Well, this is turning into a week or nostalgia. It’s come in two flavors: happy and sad.

Reading the new Tolkien book, the Children of Hurin, is making me happy. It’s reminding me how I got into fantasy fiction and thus into gaming in the first place. If any other author opened a novel with two pages of genealogy, I’d put it down. For Tolkien though it works, because it mirrors the real world mythology he was building off and really does inform the entirety of the story. And just because his style has been imitated badly by countless authors, there’s no reason to write off its originator.

The story will be familiar to anyone who read Unfinished Tales. It’s basically a novel-length version of the tale of Turin and his sister, edited together by Christopher Tolkien from many drafts and pieces left by his father. Although Christopher tries to give readers unfamiliar with the Silmarillion enough background to make sense of the story, I think you really need to be familiar with the bigger picture of the First Age of Middle Earth to fully appreciate it. Even if you haven’t read the Silmarillion though, I’d recommend the Children of Hurin. It’ll show you how deep Tolkien’s mythology was before he even started working on the Lord of the Rings, and how it informed everything that happened in those books.

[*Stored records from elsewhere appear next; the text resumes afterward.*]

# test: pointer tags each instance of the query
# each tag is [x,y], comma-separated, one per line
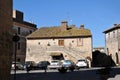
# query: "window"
[80,42]
[30,31]
[18,30]
[61,42]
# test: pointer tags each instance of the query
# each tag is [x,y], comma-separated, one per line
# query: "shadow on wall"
[102,60]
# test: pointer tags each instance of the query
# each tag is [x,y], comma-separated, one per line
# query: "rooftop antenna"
[68,18]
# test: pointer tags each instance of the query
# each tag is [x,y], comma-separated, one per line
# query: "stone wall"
[5,38]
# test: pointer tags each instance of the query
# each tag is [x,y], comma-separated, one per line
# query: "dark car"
[43,64]
[69,65]
[31,64]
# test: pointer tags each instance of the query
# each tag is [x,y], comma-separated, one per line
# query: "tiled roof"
[54,32]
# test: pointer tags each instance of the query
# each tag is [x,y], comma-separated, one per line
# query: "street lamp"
[15,39]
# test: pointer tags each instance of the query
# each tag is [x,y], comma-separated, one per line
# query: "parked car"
[43,64]
[55,64]
[31,64]
[69,65]
[82,63]
[17,66]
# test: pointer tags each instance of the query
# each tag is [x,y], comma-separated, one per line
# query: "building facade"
[22,29]
[112,40]
[5,39]
[101,49]
[59,43]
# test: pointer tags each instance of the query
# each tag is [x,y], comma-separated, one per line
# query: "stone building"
[112,41]
[22,29]
[59,43]
[5,38]
[101,49]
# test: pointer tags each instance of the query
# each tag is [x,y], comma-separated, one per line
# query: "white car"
[55,64]
[82,63]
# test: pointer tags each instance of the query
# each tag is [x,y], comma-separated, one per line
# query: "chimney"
[64,25]
[18,15]
[82,26]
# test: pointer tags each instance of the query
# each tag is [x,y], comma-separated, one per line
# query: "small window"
[18,30]
[38,43]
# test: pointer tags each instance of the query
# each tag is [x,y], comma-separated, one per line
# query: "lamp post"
[15,39]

Unfortunately, this week also brought the news that the magazines Dragon and Dungeon are being taken behind the shed and shot. As with many gamers, Dragon in particular played a big part in my introduction to hobby gaming. I remember getting a subscription when I was 12 years old and it opened up a new world to me. I learned about new authors from Giants in the Earth, I discovered new games through the reviews section, and I got a wealth of material to make my D&D; games better. I didn’t have a lot of money to spend on game books back then, so Dragon was really important to me. It gave me a monthly dose of my hobby and kept me connected to what was going on.

The current state of D&D; has been making me sad for some time now, so perhaps this announcement is a fitting coda. D&D; today just doesn’t seem like the same game that captured my imagination when I was 10 years old and under its current custodians I don’t see that changing.

I wish all my compadres at Paizo good luck in navigating the waters of the RPG market sans the D&D; logo. I look forward to seeing what they have up their sleeves.